Seeing It

Seeing It 2014-08-22T15:47:32-05:00

I saw the spot today where #4 had her accident. A steep hill, a broken sidewalk…it was a tragedy waiting to happen.

I stood there this afternoon and looked at the four inch height difference between the slabs of concrete. Just beyond it was the already fading stain from a pool of blood. Her lost teeth were still there – one in the grass and the other nearer to the street. I held them in my hand awhile and jiggled them like dice. The neighbor’s boy, who had spotted them and come to fetch me to this spot, jabbered on excitedly. I didn’t hear a word he said. My eyes kept returning to that blood stain where my baby had laid.

I took a few steps and began to follow the spatters of blood that traced her pained lurch toward home. She staggered past several houses, wailing – I’ve been told. She screamed and cried until our next door neighbor heard her and came running. I found that spot too. The place where he scooped her up and began to run with her toward our house, and the place on our porch where he set her down again.
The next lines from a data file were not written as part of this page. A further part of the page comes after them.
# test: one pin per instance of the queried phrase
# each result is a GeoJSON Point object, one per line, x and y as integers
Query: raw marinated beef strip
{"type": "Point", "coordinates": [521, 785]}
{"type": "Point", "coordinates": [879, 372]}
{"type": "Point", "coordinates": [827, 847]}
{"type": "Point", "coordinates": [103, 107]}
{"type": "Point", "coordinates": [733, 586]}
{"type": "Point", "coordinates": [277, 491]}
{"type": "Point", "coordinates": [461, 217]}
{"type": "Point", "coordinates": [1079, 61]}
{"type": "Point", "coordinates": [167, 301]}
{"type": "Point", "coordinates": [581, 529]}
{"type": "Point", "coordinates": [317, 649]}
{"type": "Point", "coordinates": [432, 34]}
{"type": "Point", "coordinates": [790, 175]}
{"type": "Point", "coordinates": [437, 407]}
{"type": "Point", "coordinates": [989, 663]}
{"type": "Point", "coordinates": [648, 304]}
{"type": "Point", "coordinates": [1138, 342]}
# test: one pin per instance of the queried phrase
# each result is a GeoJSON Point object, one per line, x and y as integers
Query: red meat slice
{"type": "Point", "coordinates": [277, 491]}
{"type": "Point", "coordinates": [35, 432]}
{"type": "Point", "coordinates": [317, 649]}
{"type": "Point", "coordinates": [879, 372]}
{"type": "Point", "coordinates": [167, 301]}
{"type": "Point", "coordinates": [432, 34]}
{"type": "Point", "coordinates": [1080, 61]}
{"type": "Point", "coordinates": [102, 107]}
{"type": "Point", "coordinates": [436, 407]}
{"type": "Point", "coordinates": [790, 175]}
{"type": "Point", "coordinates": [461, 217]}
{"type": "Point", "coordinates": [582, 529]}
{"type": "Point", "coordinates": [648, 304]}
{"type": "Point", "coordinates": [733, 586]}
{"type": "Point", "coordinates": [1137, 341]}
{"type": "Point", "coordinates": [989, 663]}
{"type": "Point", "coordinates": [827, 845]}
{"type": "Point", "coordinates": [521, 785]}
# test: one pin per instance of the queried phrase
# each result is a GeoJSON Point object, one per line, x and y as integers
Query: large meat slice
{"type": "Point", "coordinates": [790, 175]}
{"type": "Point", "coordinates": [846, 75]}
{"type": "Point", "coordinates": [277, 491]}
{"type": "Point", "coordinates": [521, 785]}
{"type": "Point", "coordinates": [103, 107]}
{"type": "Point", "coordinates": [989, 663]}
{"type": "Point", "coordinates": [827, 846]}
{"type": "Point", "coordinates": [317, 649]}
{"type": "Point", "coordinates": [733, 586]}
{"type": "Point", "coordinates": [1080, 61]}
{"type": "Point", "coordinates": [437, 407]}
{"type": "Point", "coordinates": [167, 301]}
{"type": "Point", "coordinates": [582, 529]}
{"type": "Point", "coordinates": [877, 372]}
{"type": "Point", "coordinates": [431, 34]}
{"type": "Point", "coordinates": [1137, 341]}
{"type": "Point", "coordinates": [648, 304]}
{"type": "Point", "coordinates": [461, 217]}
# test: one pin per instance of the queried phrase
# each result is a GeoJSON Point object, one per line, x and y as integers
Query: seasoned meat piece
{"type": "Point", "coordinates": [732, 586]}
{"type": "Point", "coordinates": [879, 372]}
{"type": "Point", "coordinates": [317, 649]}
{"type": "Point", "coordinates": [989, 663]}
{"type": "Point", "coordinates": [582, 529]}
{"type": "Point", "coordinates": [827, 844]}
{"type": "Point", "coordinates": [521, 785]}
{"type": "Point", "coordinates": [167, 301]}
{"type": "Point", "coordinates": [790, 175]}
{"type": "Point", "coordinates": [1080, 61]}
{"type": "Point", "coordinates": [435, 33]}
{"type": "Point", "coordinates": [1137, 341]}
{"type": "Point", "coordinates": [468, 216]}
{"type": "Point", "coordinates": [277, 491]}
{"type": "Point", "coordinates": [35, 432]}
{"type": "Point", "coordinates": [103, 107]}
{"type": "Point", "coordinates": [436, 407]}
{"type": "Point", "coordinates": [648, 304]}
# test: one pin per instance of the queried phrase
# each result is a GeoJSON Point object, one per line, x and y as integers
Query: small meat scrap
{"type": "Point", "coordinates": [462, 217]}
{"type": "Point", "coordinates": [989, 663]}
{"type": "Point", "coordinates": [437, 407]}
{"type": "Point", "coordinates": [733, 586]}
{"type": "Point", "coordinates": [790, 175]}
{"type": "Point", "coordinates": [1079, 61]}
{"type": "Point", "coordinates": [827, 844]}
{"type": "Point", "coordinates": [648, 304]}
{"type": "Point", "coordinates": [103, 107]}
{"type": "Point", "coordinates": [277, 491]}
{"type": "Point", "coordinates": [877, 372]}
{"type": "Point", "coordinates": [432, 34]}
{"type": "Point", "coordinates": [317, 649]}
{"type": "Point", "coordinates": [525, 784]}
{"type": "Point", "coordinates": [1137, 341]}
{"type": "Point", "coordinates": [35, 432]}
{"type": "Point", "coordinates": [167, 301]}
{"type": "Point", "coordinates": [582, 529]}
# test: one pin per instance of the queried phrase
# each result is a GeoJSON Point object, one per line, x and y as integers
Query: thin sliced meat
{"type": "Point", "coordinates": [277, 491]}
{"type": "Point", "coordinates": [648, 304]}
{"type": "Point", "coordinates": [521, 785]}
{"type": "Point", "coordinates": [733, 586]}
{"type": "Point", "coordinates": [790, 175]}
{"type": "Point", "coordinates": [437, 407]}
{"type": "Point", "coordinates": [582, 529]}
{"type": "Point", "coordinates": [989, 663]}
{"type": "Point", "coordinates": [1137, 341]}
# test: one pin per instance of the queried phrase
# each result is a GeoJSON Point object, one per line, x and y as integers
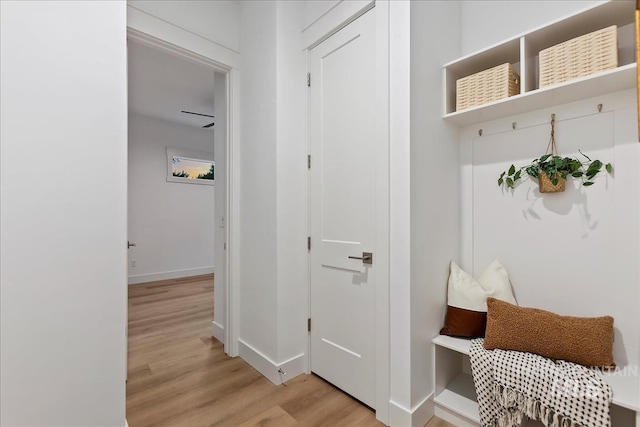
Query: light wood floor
{"type": "Point", "coordinates": [180, 376]}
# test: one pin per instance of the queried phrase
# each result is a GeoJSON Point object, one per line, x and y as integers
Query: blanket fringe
{"type": "Point", "coordinates": [517, 406]}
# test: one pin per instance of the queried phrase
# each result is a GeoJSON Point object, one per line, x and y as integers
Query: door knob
{"type": "Point", "coordinates": [367, 257]}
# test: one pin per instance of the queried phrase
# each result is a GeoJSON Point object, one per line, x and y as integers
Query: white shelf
{"type": "Point", "coordinates": [522, 53]}
{"type": "Point", "coordinates": [460, 345]}
{"type": "Point", "coordinates": [602, 83]}
{"type": "Point", "coordinates": [460, 397]}
{"type": "Point", "coordinates": [625, 387]}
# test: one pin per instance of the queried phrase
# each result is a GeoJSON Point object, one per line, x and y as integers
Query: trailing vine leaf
{"type": "Point", "coordinates": [555, 167]}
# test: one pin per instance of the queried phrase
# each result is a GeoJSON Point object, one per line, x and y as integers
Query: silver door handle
{"type": "Point", "coordinates": [367, 257]}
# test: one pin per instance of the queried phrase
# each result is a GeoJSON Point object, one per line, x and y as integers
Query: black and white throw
{"type": "Point", "coordinates": [512, 386]}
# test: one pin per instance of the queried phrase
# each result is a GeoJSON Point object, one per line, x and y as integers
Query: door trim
{"type": "Point", "coordinates": [226, 65]}
{"type": "Point", "coordinates": [382, 369]}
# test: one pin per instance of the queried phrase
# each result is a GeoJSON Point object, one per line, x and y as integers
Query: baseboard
{"type": "Point", "coordinates": [175, 274]}
{"type": "Point", "coordinates": [453, 417]}
{"type": "Point", "coordinates": [291, 367]}
{"type": "Point", "coordinates": [399, 416]}
{"type": "Point", "coordinates": [217, 331]}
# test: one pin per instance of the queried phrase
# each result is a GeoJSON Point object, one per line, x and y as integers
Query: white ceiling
{"type": "Point", "coordinates": [162, 84]}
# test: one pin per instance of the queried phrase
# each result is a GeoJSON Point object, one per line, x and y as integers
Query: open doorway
{"type": "Point", "coordinates": [178, 137]}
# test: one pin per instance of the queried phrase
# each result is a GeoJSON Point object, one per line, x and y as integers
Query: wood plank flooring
{"type": "Point", "coordinates": [179, 375]}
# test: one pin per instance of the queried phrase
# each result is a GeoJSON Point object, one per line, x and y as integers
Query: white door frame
{"type": "Point", "coordinates": [158, 35]}
{"type": "Point", "coordinates": [330, 23]}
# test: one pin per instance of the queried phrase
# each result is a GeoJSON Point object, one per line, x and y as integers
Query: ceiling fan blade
{"type": "Point", "coordinates": [197, 114]}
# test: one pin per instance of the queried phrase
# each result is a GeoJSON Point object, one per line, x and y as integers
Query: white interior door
{"type": "Point", "coordinates": [342, 192]}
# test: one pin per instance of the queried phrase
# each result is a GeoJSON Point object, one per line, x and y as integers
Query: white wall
{"type": "Point", "coordinates": [220, 208]}
{"type": "Point", "coordinates": [484, 23]}
{"type": "Point", "coordinates": [435, 193]}
{"type": "Point", "coordinates": [273, 286]}
{"type": "Point", "coordinates": [258, 196]}
{"type": "Point", "coordinates": [63, 213]}
{"type": "Point", "coordinates": [570, 253]}
{"type": "Point", "coordinates": [187, 25]}
{"type": "Point", "coordinates": [172, 224]}
{"type": "Point", "coordinates": [216, 21]}
{"type": "Point", "coordinates": [594, 270]}
{"type": "Point", "coordinates": [292, 185]}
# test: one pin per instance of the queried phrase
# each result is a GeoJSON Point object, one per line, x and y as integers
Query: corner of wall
{"type": "Point", "coordinates": [415, 417]}
{"type": "Point", "coordinates": [277, 373]}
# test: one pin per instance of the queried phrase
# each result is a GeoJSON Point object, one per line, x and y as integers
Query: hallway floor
{"type": "Point", "coordinates": [180, 376]}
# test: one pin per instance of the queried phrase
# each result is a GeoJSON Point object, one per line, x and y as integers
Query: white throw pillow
{"type": "Point", "coordinates": [465, 292]}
I stood on my porch and looked awhile at her scooter with the marks from her teeth on the handlebars and her blood all over it. I can’t bring myself to touch it to move it off the porch. A part of me wants to throw it away and have the hated thing gone from our home. The rest of me is afraid to move it, as if moving it would make this all real and not some sick and scary daydream. Touching it makes it final. It makes her broken. It means that awful day is over and that we can’t somehow go back to before this ever was.